Un hommage national, mais un corps qui reste à Bagneux
Un an et demi après sa disparition, Robert Badinter rejoint les grandes figures françaises honorées par la Nation. Emmanuel Macron assistera à la cérémonie, tout comme son épouse Élisabeth Badinter. Mais dans l’entretien qu’elle a accordé à Libération, la philosophe a expliqué que le corps de son mari ne serait pas transféré au Panthéon.
« Ce qu’on voulait, c’est ne pas être séparés », a-t-elle confié. Robert Badinter restera donc enterré au carré juif du cimetière de Bagneux, à Paris, où il repose déjà. Sa femme précise qu’elle ne serait pas légitime à rejoindre le Panthéon à sa mort, préférant qu’ils demeurent ensemble dans leur sépulture actuelle.

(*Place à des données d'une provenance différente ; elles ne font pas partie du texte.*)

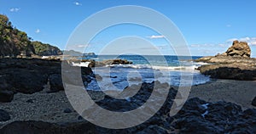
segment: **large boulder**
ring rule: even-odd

Quatre objets à la place du corps
Dans le cercueil symbolique qui sera transféré sous la coupole, quatre objets personnels prendront la place du corps :
sa robe d’avocat, symbole de son combat pour la justice ;
trois livres : Idiss, son hommage à sa grand-mère ;
une biographie de Nicolas de Condorcet, coécrite avec son épouse ;
et Choses vues de Victor Hugo, référence à l’un des esprits humanistes qu’il admirait.
Ce choix intime, validé par l’Élysée, illustre la fidélité d’Élisabeth Badinter aux convictions de son mari : l’essentiel n’est pas la dépouille, mais l’héritage moral et intellectuel.
Un cas loin d’être isolé

Robert Badinter n’est pas le premier à entrer au Panthéon sans son corps. En 2015, les résistantes Germaine Tillion et Geneviève de Gaulle-Anthonioz y avaient fait leur entrée avec seulement une poignée de terre issue de leur tombe familiale. Leurs proches avaient refusé que leurs corps soient déplacés, un choix que l’État avait respecté « avec une grande compréhension ».
Et ces exceptions sont plus nombreuses qu’on ne le pense. L’historien Pascal Monnet rappelait déjà en 2015 qu’il est « difficile de dire ce que contient chaque caveau » du Panthéon, aucune expertise n’ayant jamais été menée.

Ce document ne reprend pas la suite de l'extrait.